Pero ellos, los tres, nunca pondrán los pies en Tierra Santa. No, ellos no; como les pasó a otros muchos. No les cabrá tal honor. Los tres carpinteros son desembarcados junto a otros miles en Chipre. Una especie de retaguardia, recién conquistada, ideal para administrar el esfuerzo bélico.
Entretanto el rey Ricardo, él sí, el puso su pie; y pisó y pateó la Tierra Santa con ganas. Con valor, con coraje. Ganó Acre tras muchas lágrimas de uno y otro lado; pero eso fue todo. Jerusalén no pudo ser reconquistada para Dios.

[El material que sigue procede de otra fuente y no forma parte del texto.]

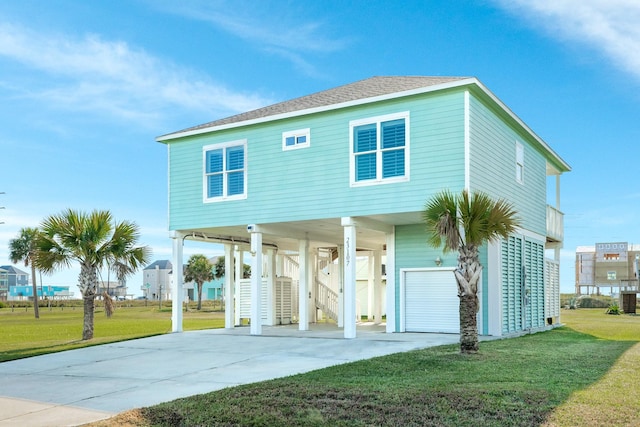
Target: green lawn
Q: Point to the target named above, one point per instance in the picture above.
(587, 373)
(584, 374)
(61, 328)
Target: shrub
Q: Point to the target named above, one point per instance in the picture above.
(614, 309)
(596, 301)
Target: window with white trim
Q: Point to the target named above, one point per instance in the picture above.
(225, 171)
(379, 148)
(519, 163)
(296, 139)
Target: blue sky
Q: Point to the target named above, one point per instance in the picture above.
(85, 87)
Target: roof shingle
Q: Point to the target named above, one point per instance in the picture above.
(367, 88)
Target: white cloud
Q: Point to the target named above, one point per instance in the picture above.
(281, 31)
(608, 26)
(89, 73)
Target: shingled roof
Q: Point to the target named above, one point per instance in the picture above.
(367, 88)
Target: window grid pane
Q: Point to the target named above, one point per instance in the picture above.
(214, 161)
(365, 138)
(225, 171)
(214, 185)
(392, 163)
(393, 134)
(365, 166)
(235, 158)
(235, 183)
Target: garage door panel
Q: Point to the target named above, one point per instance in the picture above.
(431, 301)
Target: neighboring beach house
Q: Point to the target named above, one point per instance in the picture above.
(305, 187)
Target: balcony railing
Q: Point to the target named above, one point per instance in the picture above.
(555, 224)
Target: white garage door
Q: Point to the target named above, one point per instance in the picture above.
(431, 301)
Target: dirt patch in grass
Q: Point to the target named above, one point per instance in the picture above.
(323, 406)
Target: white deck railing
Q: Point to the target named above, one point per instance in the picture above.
(555, 224)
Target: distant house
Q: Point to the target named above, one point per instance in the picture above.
(45, 291)
(115, 289)
(612, 266)
(343, 173)
(12, 278)
(4, 284)
(156, 280)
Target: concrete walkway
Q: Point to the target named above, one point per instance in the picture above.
(94, 383)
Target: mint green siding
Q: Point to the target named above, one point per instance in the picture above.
(412, 251)
(493, 166)
(287, 185)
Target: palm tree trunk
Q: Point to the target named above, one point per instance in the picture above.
(87, 326)
(87, 282)
(467, 275)
(468, 324)
(36, 309)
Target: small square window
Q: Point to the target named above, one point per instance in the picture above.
(296, 139)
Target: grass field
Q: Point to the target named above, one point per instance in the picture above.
(60, 329)
(584, 374)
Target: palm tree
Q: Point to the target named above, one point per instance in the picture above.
(22, 248)
(198, 270)
(92, 240)
(464, 223)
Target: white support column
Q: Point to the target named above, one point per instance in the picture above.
(271, 287)
(279, 265)
(303, 287)
(349, 278)
(391, 282)
(370, 287)
(340, 286)
(256, 282)
(377, 287)
(177, 285)
(313, 275)
(229, 286)
(239, 267)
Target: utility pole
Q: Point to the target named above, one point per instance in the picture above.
(2, 207)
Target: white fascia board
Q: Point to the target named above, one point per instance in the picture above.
(507, 110)
(434, 88)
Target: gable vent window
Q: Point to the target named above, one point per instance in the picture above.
(296, 139)
(519, 163)
(380, 149)
(225, 171)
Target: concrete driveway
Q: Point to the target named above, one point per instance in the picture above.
(89, 384)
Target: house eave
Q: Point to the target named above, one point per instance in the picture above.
(324, 108)
(556, 162)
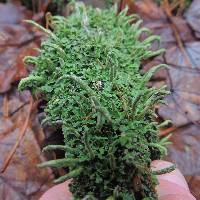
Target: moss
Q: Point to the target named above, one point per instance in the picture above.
(88, 71)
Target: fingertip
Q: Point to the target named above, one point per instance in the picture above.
(175, 176)
(58, 192)
(167, 188)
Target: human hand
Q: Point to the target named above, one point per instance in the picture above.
(172, 186)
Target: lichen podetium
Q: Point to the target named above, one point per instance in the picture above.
(88, 72)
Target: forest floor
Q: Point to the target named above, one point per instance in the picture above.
(21, 135)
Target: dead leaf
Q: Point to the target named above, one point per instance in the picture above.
(13, 13)
(193, 17)
(16, 41)
(23, 179)
(184, 101)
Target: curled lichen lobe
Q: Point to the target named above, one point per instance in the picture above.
(89, 74)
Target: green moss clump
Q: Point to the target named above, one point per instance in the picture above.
(88, 71)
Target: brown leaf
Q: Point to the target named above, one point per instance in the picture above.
(13, 14)
(16, 41)
(193, 17)
(23, 179)
(184, 101)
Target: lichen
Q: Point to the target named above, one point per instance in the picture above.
(88, 72)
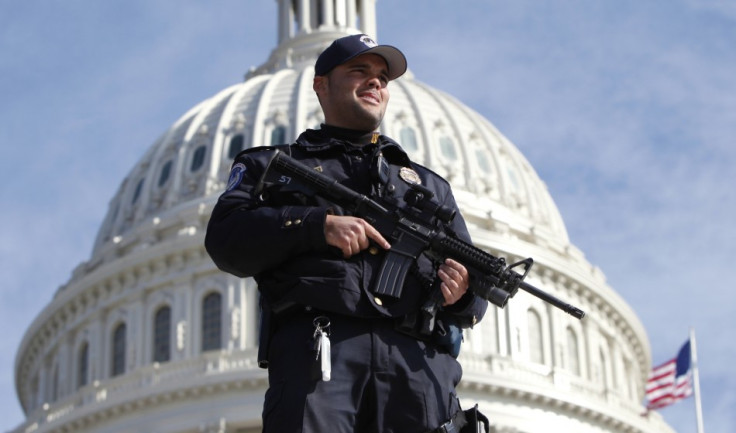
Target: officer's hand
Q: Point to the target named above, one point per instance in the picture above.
(351, 235)
(455, 281)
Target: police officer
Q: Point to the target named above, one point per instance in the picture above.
(337, 360)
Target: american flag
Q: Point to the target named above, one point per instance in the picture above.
(670, 382)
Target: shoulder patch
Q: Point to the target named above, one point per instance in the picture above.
(236, 176)
(410, 176)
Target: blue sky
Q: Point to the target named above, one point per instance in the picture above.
(626, 109)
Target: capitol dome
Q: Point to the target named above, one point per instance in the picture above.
(148, 335)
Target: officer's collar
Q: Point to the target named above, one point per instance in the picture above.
(350, 135)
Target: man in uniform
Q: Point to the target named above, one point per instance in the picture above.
(315, 267)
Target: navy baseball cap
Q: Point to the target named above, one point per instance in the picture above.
(348, 47)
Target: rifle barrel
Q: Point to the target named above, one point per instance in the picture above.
(567, 308)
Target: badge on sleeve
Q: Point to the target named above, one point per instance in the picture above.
(410, 176)
(236, 176)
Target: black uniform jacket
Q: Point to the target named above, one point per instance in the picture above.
(278, 237)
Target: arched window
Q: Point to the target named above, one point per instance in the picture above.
(447, 147)
(198, 158)
(162, 335)
(604, 369)
(278, 135)
(236, 145)
(408, 139)
(483, 162)
(165, 173)
(212, 322)
(55, 384)
(83, 365)
(137, 192)
(118, 350)
(573, 360)
(536, 343)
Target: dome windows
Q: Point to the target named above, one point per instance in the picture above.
(408, 139)
(165, 173)
(83, 365)
(447, 147)
(278, 135)
(118, 350)
(236, 145)
(198, 158)
(212, 322)
(162, 335)
(481, 158)
(137, 192)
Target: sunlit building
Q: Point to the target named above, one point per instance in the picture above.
(148, 336)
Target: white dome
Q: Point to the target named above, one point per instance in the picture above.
(530, 366)
(192, 159)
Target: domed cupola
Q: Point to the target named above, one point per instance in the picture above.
(148, 335)
(496, 186)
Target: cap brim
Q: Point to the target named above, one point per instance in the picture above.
(395, 59)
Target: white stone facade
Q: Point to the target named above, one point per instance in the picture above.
(530, 367)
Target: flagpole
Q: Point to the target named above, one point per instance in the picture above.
(696, 382)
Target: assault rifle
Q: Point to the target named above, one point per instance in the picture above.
(411, 233)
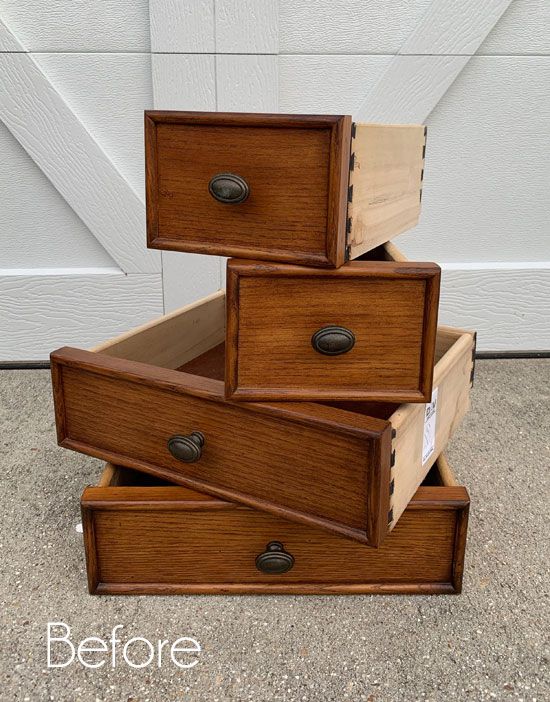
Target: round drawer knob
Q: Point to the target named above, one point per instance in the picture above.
(332, 341)
(274, 560)
(186, 448)
(228, 188)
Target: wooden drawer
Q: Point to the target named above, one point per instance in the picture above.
(147, 539)
(124, 402)
(363, 332)
(303, 204)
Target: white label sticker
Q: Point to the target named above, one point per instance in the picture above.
(430, 421)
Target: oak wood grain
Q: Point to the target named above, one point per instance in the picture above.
(273, 310)
(167, 540)
(311, 200)
(125, 412)
(295, 166)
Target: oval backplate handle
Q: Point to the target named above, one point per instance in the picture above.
(333, 341)
(274, 560)
(228, 188)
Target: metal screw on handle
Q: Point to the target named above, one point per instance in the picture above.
(333, 341)
(186, 448)
(228, 188)
(274, 560)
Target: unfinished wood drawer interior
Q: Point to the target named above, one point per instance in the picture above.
(128, 403)
(363, 332)
(307, 189)
(142, 537)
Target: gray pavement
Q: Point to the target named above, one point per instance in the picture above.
(490, 643)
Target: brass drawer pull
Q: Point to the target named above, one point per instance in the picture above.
(228, 188)
(274, 560)
(332, 341)
(186, 448)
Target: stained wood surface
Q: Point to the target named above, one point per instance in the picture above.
(296, 167)
(274, 310)
(147, 405)
(169, 539)
(114, 405)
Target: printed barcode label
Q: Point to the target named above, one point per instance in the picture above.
(430, 421)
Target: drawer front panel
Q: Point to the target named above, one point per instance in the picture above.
(274, 320)
(289, 176)
(164, 547)
(246, 455)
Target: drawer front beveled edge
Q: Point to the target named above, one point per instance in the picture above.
(338, 168)
(427, 498)
(375, 433)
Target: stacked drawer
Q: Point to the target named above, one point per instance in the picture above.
(287, 435)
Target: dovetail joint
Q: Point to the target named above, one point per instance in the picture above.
(472, 373)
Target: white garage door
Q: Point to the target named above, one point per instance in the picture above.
(76, 76)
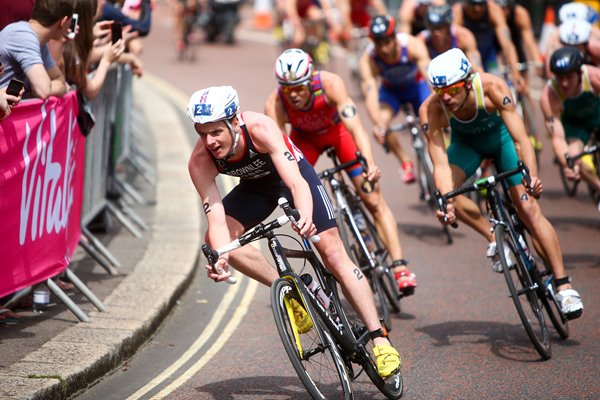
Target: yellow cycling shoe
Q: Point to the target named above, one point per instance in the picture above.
(302, 320)
(388, 360)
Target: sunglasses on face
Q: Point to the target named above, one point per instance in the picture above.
(450, 90)
(294, 89)
(384, 41)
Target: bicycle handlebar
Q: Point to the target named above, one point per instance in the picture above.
(586, 150)
(487, 182)
(366, 186)
(258, 232)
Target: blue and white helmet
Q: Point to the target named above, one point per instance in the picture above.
(448, 68)
(213, 104)
(574, 32)
(293, 67)
(578, 11)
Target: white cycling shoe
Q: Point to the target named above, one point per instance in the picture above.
(492, 254)
(570, 303)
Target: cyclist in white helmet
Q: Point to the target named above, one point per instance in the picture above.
(575, 29)
(251, 146)
(579, 34)
(484, 121)
(320, 113)
(571, 105)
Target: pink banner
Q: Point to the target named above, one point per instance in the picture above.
(42, 163)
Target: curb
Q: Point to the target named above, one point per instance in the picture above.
(86, 352)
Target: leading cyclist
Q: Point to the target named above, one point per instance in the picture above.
(251, 146)
(571, 105)
(484, 121)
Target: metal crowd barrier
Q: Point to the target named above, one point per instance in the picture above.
(109, 144)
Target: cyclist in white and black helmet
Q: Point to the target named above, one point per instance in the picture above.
(442, 35)
(251, 146)
(579, 34)
(571, 105)
(320, 113)
(485, 124)
(575, 29)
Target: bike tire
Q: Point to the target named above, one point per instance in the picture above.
(381, 302)
(383, 272)
(569, 186)
(314, 354)
(524, 293)
(558, 319)
(391, 387)
(347, 237)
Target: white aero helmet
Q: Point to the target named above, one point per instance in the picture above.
(212, 104)
(293, 67)
(578, 11)
(448, 68)
(574, 32)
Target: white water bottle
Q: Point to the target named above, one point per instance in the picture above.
(362, 227)
(524, 246)
(41, 298)
(314, 287)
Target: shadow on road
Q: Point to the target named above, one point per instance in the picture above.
(508, 341)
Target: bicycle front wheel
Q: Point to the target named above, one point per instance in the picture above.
(391, 387)
(523, 291)
(569, 185)
(314, 354)
(387, 281)
(559, 321)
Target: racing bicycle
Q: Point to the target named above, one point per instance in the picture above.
(528, 278)
(360, 237)
(591, 150)
(336, 349)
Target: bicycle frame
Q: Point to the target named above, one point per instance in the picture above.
(280, 255)
(505, 221)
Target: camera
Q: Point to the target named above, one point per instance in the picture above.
(73, 26)
(116, 31)
(14, 88)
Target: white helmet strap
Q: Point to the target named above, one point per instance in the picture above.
(235, 135)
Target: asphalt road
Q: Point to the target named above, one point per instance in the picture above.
(459, 335)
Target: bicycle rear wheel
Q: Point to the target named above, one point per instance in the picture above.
(558, 319)
(524, 292)
(383, 273)
(391, 387)
(314, 354)
(427, 185)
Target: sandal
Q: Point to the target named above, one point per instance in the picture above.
(388, 360)
(570, 303)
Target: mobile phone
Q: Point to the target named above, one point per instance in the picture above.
(73, 26)
(116, 30)
(14, 88)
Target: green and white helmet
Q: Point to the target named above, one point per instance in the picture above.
(448, 68)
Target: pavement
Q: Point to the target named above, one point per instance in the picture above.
(53, 355)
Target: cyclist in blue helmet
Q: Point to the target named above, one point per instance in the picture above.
(485, 123)
(250, 146)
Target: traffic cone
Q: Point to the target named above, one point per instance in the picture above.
(548, 28)
(263, 14)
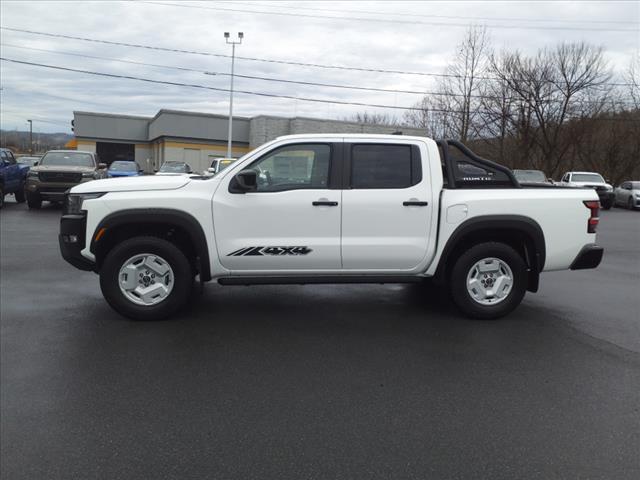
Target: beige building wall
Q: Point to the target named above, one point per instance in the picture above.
(144, 157)
(86, 145)
(197, 155)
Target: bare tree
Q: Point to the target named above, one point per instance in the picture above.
(372, 118)
(462, 84)
(557, 86)
(633, 80)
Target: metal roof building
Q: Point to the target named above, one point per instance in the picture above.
(195, 138)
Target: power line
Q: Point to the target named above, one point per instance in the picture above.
(245, 92)
(455, 17)
(252, 77)
(192, 85)
(268, 79)
(254, 59)
(386, 20)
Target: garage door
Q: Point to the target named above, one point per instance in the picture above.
(192, 157)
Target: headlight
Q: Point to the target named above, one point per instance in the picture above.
(73, 202)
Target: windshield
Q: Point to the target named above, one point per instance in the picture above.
(530, 176)
(71, 159)
(224, 164)
(123, 166)
(587, 177)
(28, 160)
(175, 167)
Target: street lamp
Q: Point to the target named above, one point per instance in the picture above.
(233, 44)
(30, 137)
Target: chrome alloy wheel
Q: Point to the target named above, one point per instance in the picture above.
(489, 281)
(146, 279)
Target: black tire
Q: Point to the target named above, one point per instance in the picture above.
(176, 299)
(20, 195)
(34, 201)
(458, 280)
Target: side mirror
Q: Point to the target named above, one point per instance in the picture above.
(246, 181)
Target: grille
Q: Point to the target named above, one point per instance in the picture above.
(62, 177)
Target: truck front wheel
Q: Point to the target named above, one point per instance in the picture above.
(489, 280)
(146, 278)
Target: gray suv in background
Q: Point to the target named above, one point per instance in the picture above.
(58, 171)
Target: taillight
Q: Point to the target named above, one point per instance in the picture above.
(594, 219)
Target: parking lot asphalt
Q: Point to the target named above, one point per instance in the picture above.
(344, 381)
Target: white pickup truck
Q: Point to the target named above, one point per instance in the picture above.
(330, 209)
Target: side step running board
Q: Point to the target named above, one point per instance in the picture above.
(320, 279)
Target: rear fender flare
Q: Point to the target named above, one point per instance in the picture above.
(485, 224)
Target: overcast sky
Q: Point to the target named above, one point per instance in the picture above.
(406, 36)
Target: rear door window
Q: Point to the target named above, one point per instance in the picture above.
(384, 166)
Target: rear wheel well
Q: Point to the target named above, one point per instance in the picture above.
(517, 239)
(175, 234)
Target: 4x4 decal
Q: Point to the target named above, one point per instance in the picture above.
(276, 251)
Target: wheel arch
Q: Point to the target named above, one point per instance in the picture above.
(177, 226)
(520, 232)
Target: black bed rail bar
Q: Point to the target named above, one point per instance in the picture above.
(449, 163)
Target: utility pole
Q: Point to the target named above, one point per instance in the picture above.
(233, 44)
(30, 137)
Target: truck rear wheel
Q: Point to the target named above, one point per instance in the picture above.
(489, 280)
(20, 197)
(146, 278)
(34, 200)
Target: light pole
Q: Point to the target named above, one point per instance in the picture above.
(233, 44)
(30, 137)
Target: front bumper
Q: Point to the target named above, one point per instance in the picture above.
(72, 241)
(589, 257)
(51, 190)
(606, 198)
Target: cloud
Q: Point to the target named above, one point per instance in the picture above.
(31, 92)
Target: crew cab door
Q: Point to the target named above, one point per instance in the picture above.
(387, 205)
(11, 171)
(292, 221)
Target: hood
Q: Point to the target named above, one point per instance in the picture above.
(62, 168)
(131, 184)
(122, 173)
(592, 185)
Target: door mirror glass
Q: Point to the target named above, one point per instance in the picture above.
(246, 181)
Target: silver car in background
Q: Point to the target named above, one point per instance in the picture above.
(628, 195)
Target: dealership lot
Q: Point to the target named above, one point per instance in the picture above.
(344, 381)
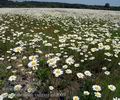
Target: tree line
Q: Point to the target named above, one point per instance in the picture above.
(33, 4)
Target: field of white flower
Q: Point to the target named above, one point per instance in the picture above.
(59, 54)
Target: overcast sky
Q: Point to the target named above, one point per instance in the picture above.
(89, 2)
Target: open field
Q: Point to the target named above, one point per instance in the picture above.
(59, 54)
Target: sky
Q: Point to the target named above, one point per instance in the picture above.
(89, 2)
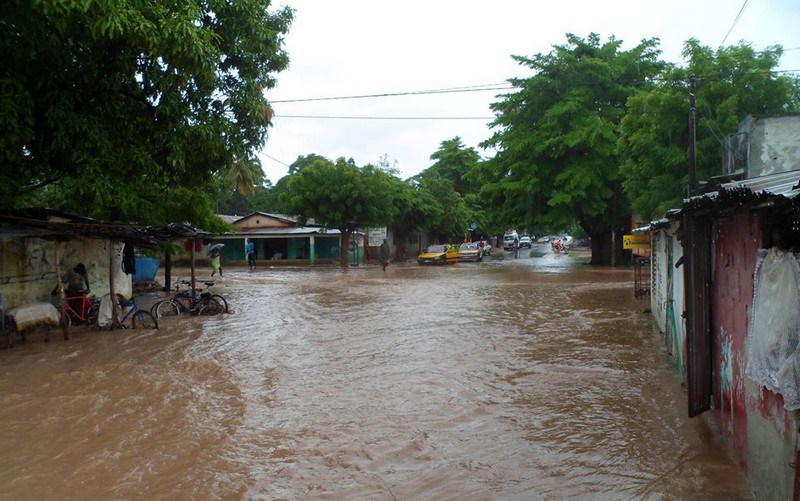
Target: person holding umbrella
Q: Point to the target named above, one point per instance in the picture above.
(215, 253)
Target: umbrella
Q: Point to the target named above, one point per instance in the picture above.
(214, 248)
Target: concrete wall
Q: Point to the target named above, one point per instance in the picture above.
(774, 144)
(28, 271)
(667, 296)
(752, 419)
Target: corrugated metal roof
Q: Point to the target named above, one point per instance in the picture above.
(300, 231)
(785, 184)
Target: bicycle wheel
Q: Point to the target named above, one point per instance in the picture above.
(211, 306)
(92, 312)
(165, 308)
(65, 318)
(143, 320)
(221, 301)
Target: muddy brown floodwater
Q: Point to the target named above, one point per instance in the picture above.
(511, 379)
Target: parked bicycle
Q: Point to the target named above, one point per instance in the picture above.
(134, 317)
(79, 309)
(186, 300)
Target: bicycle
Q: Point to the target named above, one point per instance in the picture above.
(187, 300)
(79, 309)
(135, 317)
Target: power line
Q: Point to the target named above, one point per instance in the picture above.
(452, 90)
(738, 16)
(355, 117)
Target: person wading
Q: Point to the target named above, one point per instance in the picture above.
(384, 254)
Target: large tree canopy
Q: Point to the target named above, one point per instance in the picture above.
(121, 104)
(342, 195)
(732, 82)
(556, 140)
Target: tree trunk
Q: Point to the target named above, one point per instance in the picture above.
(602, 251)
(601, 248)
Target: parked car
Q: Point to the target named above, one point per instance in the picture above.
(509, 238)
(470, 251)
(439, 254)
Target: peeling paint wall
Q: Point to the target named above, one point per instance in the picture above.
(667, 305)
(752, 419)
(28, 268)
(774, 144)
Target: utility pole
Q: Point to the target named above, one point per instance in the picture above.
(692, 135)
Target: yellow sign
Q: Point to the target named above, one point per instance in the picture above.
(638, 241)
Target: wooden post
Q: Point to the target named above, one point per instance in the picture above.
(194, 243)
(62, 297)
(167, 271)
(111, 292)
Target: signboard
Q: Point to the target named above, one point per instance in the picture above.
(637, 241)
(376, 236)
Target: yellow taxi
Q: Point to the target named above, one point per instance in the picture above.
(470, 251)
(439, 254)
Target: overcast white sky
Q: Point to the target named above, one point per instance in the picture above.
(366, 47)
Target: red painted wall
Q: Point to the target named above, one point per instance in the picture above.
(736, 247)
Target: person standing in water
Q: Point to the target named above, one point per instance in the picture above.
(384, 254)
(216, 264)
(250, 249)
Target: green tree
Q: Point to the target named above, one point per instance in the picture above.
(124, 105)
(341, 195)
(556, 137)
(732, 82)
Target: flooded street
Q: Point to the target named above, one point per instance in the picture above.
(535, 378)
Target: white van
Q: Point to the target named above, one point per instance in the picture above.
(508, 239)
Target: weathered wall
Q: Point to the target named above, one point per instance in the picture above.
(774, 144)
(752, 420)
(28, 270)
(658, 282)
(666, 301)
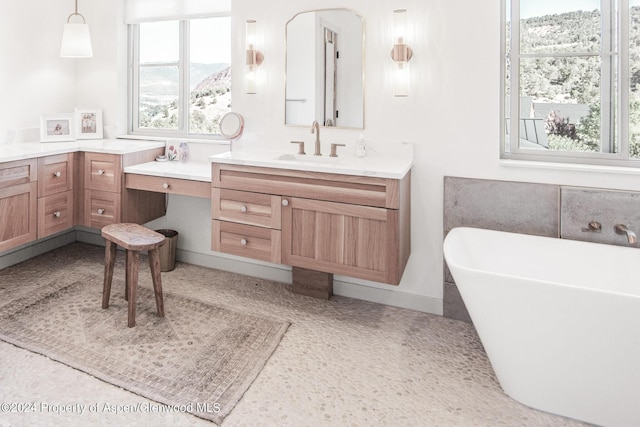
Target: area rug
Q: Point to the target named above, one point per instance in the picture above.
(200, 358)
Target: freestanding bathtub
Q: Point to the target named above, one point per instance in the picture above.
(559, 320)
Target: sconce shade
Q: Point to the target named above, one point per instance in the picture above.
(76, 41)
(401, 54)
(253, 56)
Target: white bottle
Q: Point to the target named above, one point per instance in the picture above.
(361, 149)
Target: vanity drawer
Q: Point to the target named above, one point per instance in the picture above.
(359, 190)
(55, 213)
(101, 208)
(102, 172)
(18, 172)
(246, 240)
(263, 210)
(55, 174)
(160, 184)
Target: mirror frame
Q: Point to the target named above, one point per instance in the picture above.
(286, 33)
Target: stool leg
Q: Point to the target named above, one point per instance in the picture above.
(154, 263)
(133, 258)
(109, 261)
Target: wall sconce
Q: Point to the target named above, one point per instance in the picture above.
(401, 53)
(254, 56)
(76, 40)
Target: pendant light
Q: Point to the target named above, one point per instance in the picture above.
(76, 40)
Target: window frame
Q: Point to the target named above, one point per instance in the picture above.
(184, 92)
(618, 80)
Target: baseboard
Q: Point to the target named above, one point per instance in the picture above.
(274, 272)
(388, 297)
(282, 274)
(267, 271)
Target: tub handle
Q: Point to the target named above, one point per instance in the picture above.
(594, 227)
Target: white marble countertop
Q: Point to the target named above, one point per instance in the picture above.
(195, 171)
(393, 163)
(28, 150)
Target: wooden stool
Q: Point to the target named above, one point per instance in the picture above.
(133, 238)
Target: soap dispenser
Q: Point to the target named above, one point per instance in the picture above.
(361, 148)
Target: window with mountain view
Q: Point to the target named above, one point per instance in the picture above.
(180, 76)
(572, 81)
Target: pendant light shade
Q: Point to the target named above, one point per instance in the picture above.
(76, 40)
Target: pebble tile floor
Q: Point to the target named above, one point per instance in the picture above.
(342, 362)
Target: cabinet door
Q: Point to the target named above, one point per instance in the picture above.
(102, 172)
(18, 212)
(353, 240)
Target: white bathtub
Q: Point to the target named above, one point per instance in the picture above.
(559, 320)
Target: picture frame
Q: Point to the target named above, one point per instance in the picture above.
(88, 123)
(57, 127)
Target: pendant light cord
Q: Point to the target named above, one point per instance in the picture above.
(76, 13)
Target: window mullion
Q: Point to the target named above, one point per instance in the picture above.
(134, 77)
(185, 92)
(624, 79)
(607, 83)
(514, 98)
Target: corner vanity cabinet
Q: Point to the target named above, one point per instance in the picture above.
(18, 202)
(356, 226)
(48, 194)
(55, 194)
(105, 198)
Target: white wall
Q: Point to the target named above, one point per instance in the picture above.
(34, 80)
(451, 114)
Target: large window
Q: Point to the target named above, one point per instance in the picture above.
(180, 76)
(572, 81)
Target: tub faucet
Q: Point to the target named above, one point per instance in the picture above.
(316, 127)
(622, 229)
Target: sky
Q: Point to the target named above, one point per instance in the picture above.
(210, 41)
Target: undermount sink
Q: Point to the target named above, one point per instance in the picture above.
(307, 158)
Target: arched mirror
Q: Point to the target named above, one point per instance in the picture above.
(325, 69)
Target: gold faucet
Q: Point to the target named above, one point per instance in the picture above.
(316, 127)
(622, 229)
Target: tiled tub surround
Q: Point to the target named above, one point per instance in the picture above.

Y si un rey lo es \"por la gracia de Dios\" y a Él ha de consagrar su tarea, no es menos cierto que no debe descuidar los asuntos terrenales. Porque cuando un rey está ausente, las intrigas crecen como la cizaña. Y al inglés medio francés, que apenas pasó unos meses en todo su reinado en Inglaterra, la cizaña le creció siempre vigorosa y audaz a su alrededor. Por tanto, en firmando una tregua con Saladino -a quien admiraba- hubo de volver grupas. Apenas si había ganado algo y podía perderlo todo, absolutamente todo.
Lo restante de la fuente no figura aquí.